If the new values are greater than the current comparison key, these values are used as the new comparison join key while fetching rows from the other stream. This process continues until one of the data streams is exhausted.
Generally, the MERGE JOIN
strategy
is effective when a scan of the data streams requires that most
of the rows must be processed, and that, if any of the input streams
are large, they are already sorted on the join keys.
select ta.title_id from titleauthor ta, authors a where a.au_id = ta.au_id and au_lname = "Bloom" go QUERY PLAN FOR STATEMENT 1 (at line 2). STEP 1 The type of query is EXECUTE. Executing a newly cached statement. QUERY PLAN FOR STATEMENT 1 (at line 1). STEP 1 The type of query is SELECT. 3 operator(s) under root ROOT:EMIT Operator (VA = 3) |MERGE JOIN Operator (Join Type: Inner Join) | Using Worktable2 for internal storage. | Key Count: 1 | Key Ordering: ASC | | |SORT Operator | | Using Worktable1 for internal storage. | | | | |SCAN Operator | | | FROM TABLE | | | authors | | | a | | | Index : aunmind | | | Forward Scan. | | | Positioning by key. | | | Keys are: | | | au_lname ASC | | | Using I/O Size 2 Kbytes for index leaf pages. | | | With LRU Buffer Replacement Strategy for index leaf pages. | | | Using I/O Size 2 Kbytes for data pages. | | | With LRU Buffer Replacement Strategy for data pages. | | |SCAN Operator | | FROM TABLE | | titleauthor | | ta | | Index : auidind | | Forward Scan. | | Positioning at index start. | | Using I/O Size 2 Kbytes for index leaf pages. | | With LRU Buffer Replacement Strategy for index leaf pages. | | Using I/O Size 2 Kbytes for data pages. | | With LRU Buffer Replacement Strategy for data pages.
In this example, a sort operator is the left child, or outer
stream. The data source for the sort operator is the authors table.
The sort operator is required because the authors table
has no index on au_id that would otherwise
provide the necessary sorted order. A scan of the titleauthor table
is the right child/inner stream. The scan uses the auidind index,
which provides the necessary ordering for the MERGE
JOIN
strategy.
A row is fetched from the outer stream (the authors table is the original source) to establish an initial join key comparison value. Then rows are fetched from the titleauthor table until a row with a join key equal to or greater than the comparison key is found.

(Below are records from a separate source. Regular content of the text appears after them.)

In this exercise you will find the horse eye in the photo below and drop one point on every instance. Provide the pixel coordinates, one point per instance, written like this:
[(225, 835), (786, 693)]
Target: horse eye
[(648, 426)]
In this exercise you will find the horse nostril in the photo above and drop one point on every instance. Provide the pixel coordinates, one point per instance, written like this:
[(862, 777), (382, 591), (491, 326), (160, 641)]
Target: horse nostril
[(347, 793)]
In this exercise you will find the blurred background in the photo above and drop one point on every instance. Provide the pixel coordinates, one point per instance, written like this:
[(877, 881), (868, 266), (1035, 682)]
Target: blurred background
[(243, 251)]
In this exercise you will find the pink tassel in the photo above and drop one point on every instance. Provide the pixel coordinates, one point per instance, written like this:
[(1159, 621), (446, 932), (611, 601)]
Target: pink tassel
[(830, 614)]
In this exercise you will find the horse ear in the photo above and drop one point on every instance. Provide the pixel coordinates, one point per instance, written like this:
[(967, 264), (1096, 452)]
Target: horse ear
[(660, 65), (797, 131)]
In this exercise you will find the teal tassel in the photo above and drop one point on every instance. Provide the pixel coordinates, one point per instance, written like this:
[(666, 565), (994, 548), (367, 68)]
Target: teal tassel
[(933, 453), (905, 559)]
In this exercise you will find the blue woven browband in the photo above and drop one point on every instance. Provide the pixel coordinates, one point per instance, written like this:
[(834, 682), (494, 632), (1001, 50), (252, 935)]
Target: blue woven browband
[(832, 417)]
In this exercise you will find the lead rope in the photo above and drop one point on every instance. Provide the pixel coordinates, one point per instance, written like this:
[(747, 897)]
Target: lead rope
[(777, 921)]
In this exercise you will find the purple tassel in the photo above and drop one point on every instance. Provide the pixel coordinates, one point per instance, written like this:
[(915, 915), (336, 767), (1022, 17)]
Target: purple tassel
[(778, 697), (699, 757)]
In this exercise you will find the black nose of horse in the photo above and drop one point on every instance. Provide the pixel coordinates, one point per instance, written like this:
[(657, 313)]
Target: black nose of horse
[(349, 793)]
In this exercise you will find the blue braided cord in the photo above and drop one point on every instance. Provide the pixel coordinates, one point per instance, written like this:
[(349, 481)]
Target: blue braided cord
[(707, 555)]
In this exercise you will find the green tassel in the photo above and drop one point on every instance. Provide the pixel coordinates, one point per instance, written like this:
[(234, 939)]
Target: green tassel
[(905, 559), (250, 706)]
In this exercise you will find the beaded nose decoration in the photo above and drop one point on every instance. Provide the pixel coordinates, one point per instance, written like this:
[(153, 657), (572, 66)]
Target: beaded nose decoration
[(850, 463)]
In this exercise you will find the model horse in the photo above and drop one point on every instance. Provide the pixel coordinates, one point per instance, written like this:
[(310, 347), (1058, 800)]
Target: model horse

Inner stream rows with matching keys are stored in a cache
in case they need to be refetched. These rows are refetched when
the outer stream contains duplicate keys. When a titleauthor.au_id value
that is greater than the current join key comparison value is fetched, the MERGE
JOIN
operator starts fetching from the outer
stream until a join key value equal to or greater than the current titleauthor.au_id value
is found. The scan of the inner stream resumes at that point.
The MERGE JOIN
operator’s showplan output
contains a message indicating the worktable to be used for the inner
stream’s backing store. The worktable is written to if
the inner rows with duplicate join keys no longer fits in cached memory.
The width of a cached row is limited to 64 kilobytes.